I’m exhausted – no, not for the reasons you’re probably thinking considering I was in a hotel room with a king-sized bed. I couldn’t sleep because the muse hit again last night. And solved a few problems that have bothered me. I love when that happens.
Peterborough was lovely yesterday. Cold (3 with a windchill of minus 1), but sunny. So sunny I actually got a bit of a sunburn. Gizmo Guy and I both used to live in Peterborough – not at the same time though – but I realized we have no photos of it. So I went around with my camera and took some pictures – I plan on posting them another day when I don’t have much to talk about.
Today I worked on my story a bit, then after I checked out of the hotel and headed toward the front door, I stopped and swore. It was snowing. SNOWING. It’s April frickin’ 30th and it was SNOWING! Then we got home (it snowed the whole way home) and discovered that the blossoms on my lovely magnolia tree that were so beautiful and pink yesterday were brown and limp today. I guess there must have been a horrible frost overnight that killed them off. *sob* My poor tree! It’s spring, Mother Nature, you b*tch! Leave my flowers alone!

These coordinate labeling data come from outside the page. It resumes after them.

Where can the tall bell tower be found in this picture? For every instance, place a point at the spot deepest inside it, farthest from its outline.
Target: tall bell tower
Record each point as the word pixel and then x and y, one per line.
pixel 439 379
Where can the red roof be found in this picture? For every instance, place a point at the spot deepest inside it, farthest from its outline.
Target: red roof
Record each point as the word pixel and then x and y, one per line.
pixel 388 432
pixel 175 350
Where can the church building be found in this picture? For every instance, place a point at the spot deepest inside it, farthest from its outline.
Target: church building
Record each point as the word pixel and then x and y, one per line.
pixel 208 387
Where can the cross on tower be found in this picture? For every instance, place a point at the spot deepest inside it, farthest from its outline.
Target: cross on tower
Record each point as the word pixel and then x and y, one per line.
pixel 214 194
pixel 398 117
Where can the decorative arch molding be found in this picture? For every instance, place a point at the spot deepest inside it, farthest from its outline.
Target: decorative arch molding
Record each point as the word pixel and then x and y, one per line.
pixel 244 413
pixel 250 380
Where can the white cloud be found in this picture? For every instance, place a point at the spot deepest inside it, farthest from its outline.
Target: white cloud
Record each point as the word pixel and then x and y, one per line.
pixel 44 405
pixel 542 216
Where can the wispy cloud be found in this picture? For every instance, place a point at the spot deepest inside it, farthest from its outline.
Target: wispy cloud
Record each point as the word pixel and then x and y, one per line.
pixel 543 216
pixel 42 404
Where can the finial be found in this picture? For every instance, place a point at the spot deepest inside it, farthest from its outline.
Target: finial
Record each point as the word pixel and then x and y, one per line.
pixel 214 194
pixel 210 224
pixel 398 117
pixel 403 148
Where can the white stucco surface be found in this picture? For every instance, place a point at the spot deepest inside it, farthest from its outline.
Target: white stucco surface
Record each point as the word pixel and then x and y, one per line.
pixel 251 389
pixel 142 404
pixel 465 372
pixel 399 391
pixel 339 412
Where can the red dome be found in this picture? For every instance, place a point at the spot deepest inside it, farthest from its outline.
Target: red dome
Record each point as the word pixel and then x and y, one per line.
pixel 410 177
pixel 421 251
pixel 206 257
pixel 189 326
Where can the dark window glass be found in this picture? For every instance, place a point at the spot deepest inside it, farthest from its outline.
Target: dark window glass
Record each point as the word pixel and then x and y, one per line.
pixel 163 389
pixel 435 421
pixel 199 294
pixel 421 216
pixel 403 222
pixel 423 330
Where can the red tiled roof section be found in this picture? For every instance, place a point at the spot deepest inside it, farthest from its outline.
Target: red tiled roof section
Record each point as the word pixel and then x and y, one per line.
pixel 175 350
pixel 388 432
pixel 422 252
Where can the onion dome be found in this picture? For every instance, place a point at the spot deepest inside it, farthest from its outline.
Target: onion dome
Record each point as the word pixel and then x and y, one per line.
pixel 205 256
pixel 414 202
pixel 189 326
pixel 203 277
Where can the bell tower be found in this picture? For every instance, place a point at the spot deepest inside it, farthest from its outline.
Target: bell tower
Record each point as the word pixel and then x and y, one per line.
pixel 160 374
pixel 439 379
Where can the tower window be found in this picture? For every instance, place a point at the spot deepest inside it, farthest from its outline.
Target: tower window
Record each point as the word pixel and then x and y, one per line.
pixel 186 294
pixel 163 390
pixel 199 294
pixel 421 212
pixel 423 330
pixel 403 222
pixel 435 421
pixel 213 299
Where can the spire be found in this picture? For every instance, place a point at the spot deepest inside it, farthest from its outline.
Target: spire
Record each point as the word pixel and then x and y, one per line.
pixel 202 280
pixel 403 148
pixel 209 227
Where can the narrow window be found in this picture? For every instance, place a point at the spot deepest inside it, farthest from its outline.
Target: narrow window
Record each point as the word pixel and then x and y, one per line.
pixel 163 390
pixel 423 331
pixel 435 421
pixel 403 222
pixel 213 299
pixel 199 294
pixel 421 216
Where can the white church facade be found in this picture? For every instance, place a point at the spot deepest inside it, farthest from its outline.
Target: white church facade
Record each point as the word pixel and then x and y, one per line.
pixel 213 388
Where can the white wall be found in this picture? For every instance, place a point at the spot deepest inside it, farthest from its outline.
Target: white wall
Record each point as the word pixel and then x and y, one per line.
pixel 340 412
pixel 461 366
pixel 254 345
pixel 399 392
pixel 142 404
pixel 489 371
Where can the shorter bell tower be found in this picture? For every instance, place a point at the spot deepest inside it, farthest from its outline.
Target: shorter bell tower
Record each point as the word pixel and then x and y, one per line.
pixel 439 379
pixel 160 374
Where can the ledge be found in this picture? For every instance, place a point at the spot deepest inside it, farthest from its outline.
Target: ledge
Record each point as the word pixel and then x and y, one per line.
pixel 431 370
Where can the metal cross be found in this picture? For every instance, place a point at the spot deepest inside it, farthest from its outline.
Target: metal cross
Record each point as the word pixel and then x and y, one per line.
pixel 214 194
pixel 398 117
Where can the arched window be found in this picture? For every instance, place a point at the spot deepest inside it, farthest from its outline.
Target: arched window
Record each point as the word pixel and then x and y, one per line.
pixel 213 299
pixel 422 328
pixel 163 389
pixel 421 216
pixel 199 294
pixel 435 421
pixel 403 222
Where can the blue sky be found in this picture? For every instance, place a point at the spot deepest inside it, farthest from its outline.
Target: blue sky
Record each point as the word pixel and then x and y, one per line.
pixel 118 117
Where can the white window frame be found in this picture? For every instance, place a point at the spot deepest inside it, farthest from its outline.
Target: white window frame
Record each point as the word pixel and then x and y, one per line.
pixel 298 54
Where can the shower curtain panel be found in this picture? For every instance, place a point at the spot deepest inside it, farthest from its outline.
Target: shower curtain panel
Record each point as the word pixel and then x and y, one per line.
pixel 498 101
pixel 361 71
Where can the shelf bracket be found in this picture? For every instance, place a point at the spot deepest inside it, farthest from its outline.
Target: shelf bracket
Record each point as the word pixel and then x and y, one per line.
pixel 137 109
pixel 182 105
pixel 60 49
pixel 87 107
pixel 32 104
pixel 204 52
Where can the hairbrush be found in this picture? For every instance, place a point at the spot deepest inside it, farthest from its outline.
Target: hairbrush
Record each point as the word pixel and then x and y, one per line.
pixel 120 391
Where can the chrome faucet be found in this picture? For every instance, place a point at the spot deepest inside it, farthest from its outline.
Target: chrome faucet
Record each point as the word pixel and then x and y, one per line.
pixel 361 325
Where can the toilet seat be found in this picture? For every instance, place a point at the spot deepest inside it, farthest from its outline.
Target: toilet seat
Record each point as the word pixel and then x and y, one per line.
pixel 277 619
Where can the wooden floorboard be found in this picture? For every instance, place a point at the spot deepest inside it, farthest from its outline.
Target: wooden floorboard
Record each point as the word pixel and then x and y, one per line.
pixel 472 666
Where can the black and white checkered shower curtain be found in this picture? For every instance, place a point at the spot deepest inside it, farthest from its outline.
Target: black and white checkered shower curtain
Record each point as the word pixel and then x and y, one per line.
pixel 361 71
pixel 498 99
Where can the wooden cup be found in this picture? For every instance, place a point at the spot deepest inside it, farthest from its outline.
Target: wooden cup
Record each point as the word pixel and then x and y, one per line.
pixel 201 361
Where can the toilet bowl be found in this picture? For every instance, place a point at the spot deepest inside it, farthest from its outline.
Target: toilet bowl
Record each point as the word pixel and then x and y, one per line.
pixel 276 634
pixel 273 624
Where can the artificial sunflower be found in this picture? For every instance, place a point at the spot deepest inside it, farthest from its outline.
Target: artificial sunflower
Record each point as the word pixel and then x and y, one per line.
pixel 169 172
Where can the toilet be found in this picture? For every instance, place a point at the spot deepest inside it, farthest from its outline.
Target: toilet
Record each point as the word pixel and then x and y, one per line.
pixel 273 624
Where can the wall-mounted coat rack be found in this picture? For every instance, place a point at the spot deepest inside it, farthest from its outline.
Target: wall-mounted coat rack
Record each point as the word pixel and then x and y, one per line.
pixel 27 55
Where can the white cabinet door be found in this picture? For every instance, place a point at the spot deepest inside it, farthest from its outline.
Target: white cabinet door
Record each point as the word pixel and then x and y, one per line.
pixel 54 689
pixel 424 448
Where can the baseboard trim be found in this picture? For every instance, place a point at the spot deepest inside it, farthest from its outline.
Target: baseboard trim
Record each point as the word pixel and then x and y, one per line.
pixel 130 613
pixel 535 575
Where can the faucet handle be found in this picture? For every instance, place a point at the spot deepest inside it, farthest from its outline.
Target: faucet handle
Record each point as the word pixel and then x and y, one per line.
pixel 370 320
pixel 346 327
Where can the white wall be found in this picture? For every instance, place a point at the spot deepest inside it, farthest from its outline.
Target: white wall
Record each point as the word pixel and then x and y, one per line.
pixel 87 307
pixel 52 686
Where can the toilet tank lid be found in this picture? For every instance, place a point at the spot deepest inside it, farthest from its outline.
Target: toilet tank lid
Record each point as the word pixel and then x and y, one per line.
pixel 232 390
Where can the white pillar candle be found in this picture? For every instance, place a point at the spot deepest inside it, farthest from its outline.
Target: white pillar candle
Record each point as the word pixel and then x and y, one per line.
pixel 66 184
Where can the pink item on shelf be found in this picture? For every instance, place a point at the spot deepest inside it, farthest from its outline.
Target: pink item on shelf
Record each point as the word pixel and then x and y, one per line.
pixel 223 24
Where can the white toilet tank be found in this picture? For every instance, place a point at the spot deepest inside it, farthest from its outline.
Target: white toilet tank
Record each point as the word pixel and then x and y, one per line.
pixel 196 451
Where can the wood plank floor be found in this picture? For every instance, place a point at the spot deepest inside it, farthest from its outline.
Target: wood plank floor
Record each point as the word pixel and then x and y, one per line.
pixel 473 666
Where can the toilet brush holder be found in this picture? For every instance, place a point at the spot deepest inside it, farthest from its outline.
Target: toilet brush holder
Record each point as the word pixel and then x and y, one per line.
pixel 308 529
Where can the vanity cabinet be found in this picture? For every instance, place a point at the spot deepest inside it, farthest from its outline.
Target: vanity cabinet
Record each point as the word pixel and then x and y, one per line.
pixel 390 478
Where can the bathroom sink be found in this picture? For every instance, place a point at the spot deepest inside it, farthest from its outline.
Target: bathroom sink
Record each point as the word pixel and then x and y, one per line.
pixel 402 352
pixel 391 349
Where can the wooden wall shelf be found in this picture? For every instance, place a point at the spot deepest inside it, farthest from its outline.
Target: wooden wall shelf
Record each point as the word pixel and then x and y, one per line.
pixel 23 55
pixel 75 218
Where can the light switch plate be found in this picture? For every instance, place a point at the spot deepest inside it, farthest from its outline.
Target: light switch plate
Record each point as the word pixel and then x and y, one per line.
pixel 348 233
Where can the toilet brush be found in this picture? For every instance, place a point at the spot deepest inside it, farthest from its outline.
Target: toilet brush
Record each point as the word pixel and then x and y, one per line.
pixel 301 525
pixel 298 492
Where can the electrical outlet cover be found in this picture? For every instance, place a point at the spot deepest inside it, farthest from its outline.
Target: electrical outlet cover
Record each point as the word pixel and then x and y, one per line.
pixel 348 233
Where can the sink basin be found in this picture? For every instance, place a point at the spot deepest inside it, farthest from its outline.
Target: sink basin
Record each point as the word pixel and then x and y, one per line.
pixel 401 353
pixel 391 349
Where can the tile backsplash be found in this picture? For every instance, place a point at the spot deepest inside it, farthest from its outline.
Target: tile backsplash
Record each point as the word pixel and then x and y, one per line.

And on another rant against Mother Nature – on Monday I went shopping for some new blue jeans because I’d completely worn my old pairs out. (I HATE clothes shopping so always wait until I HAVE to go.) But while trying on clothes I discovered I have to look in the petite section. WTF? Me? Petite? I am in no way petite. Never have been. I used to be 5’8″, though now I’m about 5’7″ (yeah yeah, you shrink as you age. I wish someone would mention that to my waistline.) And now for some reason the clothing manufacturers have decided my legs aren’t long enough. Or other people’s legs are longer. I have to buy shorter leg length than average which means I have to look for my pants in the ‘petite’ section. Which makes me repeat WTF? I can understand my spine gradually compressing thanks to an explanation from my chiropractor, but my legs are shrinking? Thanks SO much Mother Nature. I really didn’t need that hit to my ego.